STOMA: Towards real-time, enhanced text-to-speech synthesis on the device (PI, 2022-2024)
ELIDEK
ELIDEK
Text-to-Speech (TTS) Synthesis facilitates to ease the human-machine communication by converting arbitrary text to informative and natural speech signals. Recent TTS systems based on neural network models constitute a major breakthrough in terms of quality, naturalness and expressivity of synthetic speech. Unfortunately, neural-based TTS systems have millions of trainable parameters demanding not only expensive computational resources but also large collections of high-quality recordings. Subsequently, the development and deployment of product quality speech synthesis systems is laborious and costly and, at the same time, the generation of synthetic speech (i.e., the inference process) is slow.

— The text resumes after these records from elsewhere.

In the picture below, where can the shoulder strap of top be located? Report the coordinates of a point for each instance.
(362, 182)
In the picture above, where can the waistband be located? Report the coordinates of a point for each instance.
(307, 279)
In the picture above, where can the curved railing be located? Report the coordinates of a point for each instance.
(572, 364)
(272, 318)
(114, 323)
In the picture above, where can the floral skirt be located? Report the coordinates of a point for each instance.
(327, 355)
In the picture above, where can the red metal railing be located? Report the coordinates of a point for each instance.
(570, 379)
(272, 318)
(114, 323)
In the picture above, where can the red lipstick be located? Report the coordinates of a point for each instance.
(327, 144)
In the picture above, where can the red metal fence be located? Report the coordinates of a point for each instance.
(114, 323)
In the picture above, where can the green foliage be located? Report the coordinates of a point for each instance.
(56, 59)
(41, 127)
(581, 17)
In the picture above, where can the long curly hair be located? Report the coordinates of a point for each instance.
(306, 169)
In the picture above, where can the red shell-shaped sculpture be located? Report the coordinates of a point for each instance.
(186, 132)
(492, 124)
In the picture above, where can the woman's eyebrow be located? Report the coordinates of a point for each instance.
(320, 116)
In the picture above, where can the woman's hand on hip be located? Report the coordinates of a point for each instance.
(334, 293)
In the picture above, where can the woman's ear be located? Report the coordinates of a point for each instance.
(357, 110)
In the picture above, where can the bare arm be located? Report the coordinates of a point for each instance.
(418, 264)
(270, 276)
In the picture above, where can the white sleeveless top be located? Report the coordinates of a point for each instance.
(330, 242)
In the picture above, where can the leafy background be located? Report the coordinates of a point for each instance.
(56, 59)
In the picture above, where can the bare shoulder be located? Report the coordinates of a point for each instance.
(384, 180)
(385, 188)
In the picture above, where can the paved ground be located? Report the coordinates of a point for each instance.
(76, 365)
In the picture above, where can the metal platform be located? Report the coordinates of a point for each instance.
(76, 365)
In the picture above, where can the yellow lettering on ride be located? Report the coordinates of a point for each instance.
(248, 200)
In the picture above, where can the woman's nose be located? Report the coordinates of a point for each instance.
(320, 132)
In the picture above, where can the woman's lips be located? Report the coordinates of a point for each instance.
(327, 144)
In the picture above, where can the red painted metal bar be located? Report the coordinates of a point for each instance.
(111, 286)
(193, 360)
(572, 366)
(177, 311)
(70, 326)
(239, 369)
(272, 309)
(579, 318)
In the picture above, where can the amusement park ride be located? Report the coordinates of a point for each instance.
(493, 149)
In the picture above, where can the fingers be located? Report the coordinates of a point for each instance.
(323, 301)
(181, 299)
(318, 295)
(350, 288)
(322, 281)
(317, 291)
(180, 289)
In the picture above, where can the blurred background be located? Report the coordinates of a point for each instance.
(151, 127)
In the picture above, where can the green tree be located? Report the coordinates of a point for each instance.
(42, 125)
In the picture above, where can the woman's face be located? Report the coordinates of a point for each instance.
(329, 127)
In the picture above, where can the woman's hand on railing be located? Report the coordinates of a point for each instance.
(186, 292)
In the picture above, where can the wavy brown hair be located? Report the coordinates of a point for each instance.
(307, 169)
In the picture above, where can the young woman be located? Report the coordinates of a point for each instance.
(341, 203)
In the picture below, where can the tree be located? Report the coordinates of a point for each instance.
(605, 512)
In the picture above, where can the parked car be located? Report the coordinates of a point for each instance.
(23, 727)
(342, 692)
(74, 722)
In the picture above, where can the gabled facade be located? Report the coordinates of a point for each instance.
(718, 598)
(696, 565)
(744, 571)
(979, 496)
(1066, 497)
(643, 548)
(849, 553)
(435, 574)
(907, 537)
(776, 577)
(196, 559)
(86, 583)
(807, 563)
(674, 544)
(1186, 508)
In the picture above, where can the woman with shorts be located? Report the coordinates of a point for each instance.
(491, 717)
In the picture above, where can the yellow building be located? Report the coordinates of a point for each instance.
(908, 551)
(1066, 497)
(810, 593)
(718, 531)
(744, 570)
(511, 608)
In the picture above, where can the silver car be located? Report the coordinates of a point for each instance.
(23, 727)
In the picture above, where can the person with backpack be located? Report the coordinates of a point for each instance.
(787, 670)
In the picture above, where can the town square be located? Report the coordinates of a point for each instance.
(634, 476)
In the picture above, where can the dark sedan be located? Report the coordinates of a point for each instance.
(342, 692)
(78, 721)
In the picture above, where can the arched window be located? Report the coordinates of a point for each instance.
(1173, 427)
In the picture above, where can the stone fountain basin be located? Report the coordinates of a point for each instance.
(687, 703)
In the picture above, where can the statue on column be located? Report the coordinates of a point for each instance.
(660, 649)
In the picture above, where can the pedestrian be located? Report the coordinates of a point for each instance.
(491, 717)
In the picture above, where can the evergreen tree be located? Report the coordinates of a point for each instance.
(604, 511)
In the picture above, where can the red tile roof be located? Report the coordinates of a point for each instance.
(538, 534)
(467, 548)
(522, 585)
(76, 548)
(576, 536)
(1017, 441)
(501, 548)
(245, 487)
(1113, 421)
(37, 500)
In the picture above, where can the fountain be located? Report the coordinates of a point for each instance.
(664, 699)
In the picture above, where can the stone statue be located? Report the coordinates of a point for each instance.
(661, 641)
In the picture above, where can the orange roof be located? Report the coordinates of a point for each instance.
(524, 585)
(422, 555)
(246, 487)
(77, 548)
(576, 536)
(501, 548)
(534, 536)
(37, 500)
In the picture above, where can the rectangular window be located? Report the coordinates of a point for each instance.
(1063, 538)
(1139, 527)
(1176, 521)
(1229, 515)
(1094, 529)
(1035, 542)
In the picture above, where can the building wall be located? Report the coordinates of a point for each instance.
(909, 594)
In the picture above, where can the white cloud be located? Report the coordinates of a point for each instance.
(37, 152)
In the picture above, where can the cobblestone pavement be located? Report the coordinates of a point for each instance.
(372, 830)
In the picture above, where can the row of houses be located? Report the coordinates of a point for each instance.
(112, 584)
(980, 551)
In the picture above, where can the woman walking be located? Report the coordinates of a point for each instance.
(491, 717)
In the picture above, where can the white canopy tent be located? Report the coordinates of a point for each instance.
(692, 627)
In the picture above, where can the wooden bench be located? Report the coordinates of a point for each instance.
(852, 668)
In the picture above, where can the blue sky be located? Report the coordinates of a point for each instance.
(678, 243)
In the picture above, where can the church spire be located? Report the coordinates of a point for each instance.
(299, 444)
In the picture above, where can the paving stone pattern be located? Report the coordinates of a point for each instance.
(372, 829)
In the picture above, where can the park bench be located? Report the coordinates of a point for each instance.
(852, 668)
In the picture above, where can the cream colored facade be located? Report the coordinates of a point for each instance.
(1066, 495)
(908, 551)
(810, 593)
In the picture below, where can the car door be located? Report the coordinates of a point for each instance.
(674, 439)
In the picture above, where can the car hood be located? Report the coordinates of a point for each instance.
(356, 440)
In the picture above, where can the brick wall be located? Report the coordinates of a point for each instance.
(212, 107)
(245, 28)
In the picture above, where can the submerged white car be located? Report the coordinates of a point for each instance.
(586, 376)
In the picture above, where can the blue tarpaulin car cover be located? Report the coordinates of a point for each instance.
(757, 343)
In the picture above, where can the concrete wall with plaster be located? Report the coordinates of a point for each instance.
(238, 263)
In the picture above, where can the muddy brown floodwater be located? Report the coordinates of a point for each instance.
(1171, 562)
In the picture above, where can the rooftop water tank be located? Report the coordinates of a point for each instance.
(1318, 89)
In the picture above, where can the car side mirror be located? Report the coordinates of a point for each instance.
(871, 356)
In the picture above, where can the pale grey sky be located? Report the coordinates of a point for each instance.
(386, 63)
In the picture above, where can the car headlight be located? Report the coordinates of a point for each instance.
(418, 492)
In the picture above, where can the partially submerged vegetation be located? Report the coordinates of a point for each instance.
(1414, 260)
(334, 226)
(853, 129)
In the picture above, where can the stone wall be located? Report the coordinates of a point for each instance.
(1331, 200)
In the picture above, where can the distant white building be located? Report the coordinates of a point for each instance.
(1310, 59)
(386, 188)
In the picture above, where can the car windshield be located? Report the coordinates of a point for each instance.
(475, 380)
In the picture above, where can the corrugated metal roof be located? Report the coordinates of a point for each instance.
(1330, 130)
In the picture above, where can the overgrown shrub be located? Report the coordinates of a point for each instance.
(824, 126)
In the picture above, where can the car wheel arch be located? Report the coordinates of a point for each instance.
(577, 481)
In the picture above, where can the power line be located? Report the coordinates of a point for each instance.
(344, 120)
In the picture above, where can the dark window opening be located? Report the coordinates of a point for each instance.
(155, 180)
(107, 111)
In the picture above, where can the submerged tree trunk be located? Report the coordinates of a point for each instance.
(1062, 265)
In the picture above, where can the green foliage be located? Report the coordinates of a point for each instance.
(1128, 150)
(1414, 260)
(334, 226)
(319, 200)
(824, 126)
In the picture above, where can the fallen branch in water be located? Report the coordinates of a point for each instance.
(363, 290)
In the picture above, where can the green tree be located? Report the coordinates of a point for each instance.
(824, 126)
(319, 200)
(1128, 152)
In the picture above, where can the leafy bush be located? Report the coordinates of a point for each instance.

STOMA fundamentally targets on devising and implementing novel and lighter TTS synthesis systems whose parametric space will be significantly smaller than the existing without sacrificing the speech quality and naturalness. Lighter TTS systems enable for real-time speech production on the device due to the need for fewer computational operations inside the neural network. Additionally, STOMA takes into consideration the vibrating and quasi-periodic nature of speech as well as the spectro-temporal analysis of human's auditory system and it will be robustly adapted to intelligibility-enhanced synthesis systems through transfer learning.